The tremendous need for this research is made clear by studies showing that only a minority of medical treatments currently being used are supported by valid research. As medical innovation accelerates, and new techniques, drugs, and devices enter the market daily, the need to gauge the effectiveness of these innovations increases.
Failure to use effective treatments results in worse medical outcomes and higher medical costs, resulting from the need to re-treat patients or to address complications following ineffective treatment. Evidence-based medical protocols, developed from the findings of CER, have been shown to yield cost savings and improvements to patient health.
A recent report released by the Institute of Medicine of the National Academies concluded that “the country needs a robust CER infrastructure” and listed the top 100 priority topics for comparative effectiveness research.

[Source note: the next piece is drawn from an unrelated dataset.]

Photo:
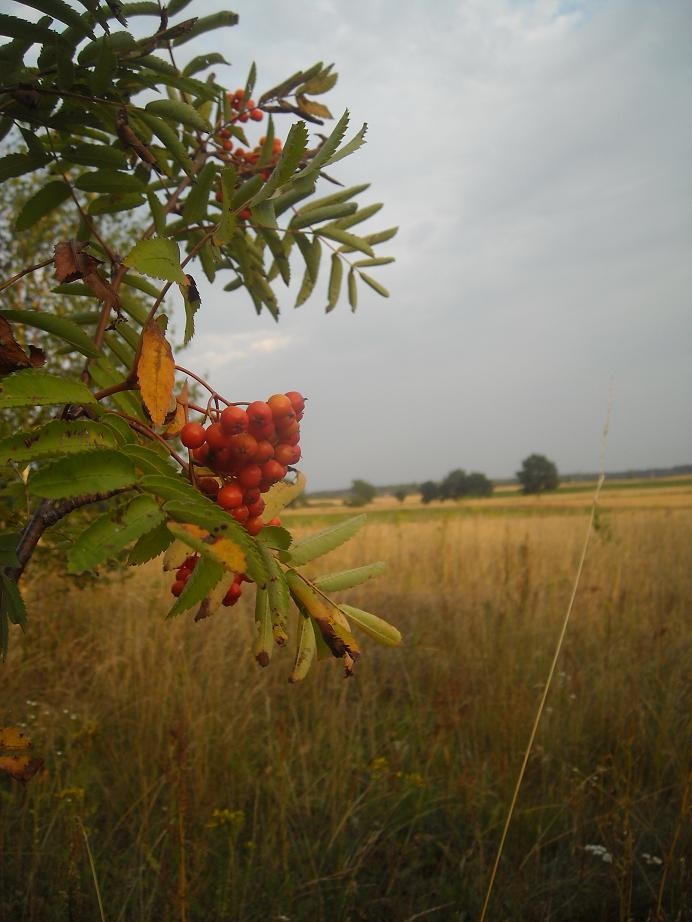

Opponents claim that CER will mandate doctors’ treatment options. Generating data on effective medical treatment is a separate issue from the use of that data. These studies are a tool that can assist doctors in determining the best treatment for their patients, in conjunction with their own knowledge of the unique needs of each patient. In some cases, the results of CER indicate that there is in fact a best practice that should be followed in nearly all circumstances. In others, research can help establish which kinds of patients are most likely to benefit from which treatment options. Doctors and care providers should be encouraged to keep current with effectiveness research findings and use them to improve patient care.
Much of this research today is conducted or paid for by the manufacturers of the drugs or medical devices being tested. Such research has been shown to be biased toward a finding that the drug or device is beneficial. Thus it is necessary that CER be funded by neutral parties who do not have an economic interest in the result. The federal government is ideally situated to perform such research and to fund nonprofit institutions to do it.
To improve patient care and reduce the costs of unnecessary and improper treatment, the federal government should expand its funding and support for comparative effectiveness research.